Starring Alexandra Shipp, Nicholas Hamilton, DeRon Horton
Directed by Scott Speer
The only certain things in life are death and taxes. Well, I’ll add another one to that list: films about death.
Not the maudlin type, but those films where the deceased hero gets a chance to right wrongs, and do something good after their demise. You ’Always’ get these scripts knocking around Hollywood, and as ’Ghost’ is beloved by millions, thirty years after that blockbuster left millions blubbing into their popcorn, there’s little wonder producers are keen to revisit those themes. I ’truly, madly, deeply’ believe that.
This one centres on besotted high school graduates Riley (Alexandra Shipp) and Chris (Nicholas Hamilton). She’s a cool artist, he’s a fresh faced biker who looks like he’s just stepped off the set of a modelling shoot. Which is fine. Gritty authenticity takes a back seat in this good looking tear-splattered fantasy romance.
They are separated by a (brilliantly executed) tragic car accident. Riley blames herself for her boyfriend’s death, while Chris is stranded in limbo.
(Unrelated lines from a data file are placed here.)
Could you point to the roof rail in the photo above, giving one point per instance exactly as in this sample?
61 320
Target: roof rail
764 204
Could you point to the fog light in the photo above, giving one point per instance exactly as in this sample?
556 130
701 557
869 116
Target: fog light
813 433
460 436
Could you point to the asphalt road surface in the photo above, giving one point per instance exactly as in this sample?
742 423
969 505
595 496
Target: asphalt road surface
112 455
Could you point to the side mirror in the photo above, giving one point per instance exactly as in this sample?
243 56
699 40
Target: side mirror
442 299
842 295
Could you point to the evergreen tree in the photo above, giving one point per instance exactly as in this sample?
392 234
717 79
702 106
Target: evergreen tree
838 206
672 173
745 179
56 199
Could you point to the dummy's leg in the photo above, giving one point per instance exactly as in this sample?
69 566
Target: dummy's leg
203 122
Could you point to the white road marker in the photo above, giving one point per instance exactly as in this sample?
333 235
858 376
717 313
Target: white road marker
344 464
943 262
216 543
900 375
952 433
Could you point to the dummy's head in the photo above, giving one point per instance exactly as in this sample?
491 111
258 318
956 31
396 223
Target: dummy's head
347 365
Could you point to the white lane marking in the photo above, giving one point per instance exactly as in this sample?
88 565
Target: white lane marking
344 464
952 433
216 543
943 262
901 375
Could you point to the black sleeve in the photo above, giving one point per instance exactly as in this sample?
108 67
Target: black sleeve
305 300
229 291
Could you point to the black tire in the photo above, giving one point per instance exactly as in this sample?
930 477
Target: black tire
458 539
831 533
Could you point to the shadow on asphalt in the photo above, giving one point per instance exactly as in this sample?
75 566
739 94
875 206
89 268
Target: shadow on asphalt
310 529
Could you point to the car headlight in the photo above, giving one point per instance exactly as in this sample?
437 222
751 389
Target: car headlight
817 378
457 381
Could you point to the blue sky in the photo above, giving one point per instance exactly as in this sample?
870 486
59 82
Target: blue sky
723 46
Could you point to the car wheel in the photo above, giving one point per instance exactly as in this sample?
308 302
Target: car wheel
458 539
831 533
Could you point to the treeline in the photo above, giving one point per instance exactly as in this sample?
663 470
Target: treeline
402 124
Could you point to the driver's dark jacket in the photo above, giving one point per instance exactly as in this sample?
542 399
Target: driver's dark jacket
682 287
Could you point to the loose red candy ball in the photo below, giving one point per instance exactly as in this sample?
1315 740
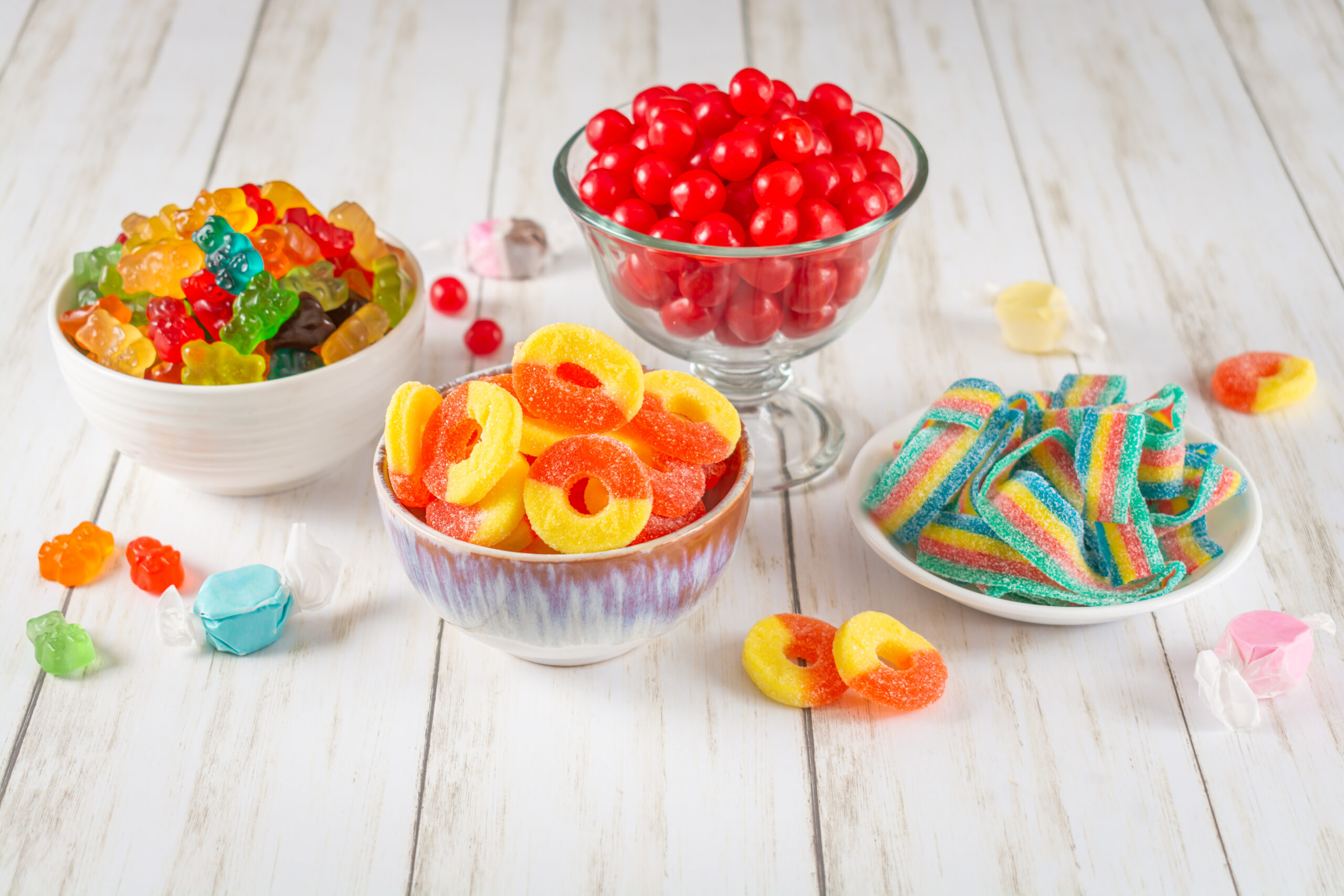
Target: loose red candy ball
828 102
683 318
601 190
792 140
820 178
697 194
640 109
736 155
777 184
448 296
887 184
719 229
608 128
750 92
774 225
483 336
635 214
881 160
874 127
674 133
654 176
714 114
819 219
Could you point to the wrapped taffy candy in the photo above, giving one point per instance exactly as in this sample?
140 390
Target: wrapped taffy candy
244 610
1261 655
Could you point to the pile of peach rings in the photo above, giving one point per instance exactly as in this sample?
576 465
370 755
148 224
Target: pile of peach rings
575 450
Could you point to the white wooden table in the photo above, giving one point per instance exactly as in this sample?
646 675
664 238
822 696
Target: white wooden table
1177 167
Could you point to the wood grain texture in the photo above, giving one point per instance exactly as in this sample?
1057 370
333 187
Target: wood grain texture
663 770
89 136
998 786
1150 196
298 769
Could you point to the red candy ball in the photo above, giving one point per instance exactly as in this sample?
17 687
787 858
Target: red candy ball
792 140
777 184
608 128
750 92
774 225
828 102
719 229
736 155
697 194
448 296
483 336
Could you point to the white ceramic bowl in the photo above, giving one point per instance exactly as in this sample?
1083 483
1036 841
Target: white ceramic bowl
1234 524
253 438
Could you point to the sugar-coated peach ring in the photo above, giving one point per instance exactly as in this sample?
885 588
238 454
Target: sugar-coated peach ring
471 440
577 376
404 437
1263 382
687 418
769 653
917 673
546 498
490 520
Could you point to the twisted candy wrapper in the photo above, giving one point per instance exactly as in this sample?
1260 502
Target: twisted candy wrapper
1261 655
245 610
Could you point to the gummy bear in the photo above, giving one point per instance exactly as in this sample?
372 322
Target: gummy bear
389 288
287 362
76 559
154 566
219 364
171 325
358 332
320 282
159 268
356 220
307 327
258 312
59 647
229 254
213 305
114 344
334 241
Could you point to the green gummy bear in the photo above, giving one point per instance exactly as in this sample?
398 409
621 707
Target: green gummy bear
59 647
390 289
258 312
319 280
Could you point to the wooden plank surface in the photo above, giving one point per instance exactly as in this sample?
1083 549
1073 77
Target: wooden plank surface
1153 234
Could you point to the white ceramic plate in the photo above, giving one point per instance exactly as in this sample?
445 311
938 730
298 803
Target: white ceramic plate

Miraculously, the two find a way to connect. And no, it doesn’t involve a potter’s wheel or Unchained Melody.
It’s well put together, the cast are fine, the songs are okay, and the a-ha/Take On Me-style comic book close peps things up a bit. It’s no classic, but if you’re a teenager who loves getting lost in romantic dramas with a supernatural theme, then this should tick a lot of boxes.
If you’ve never seen Ghost, you might like it. And contrary to what the title suggests, it’s just the right length.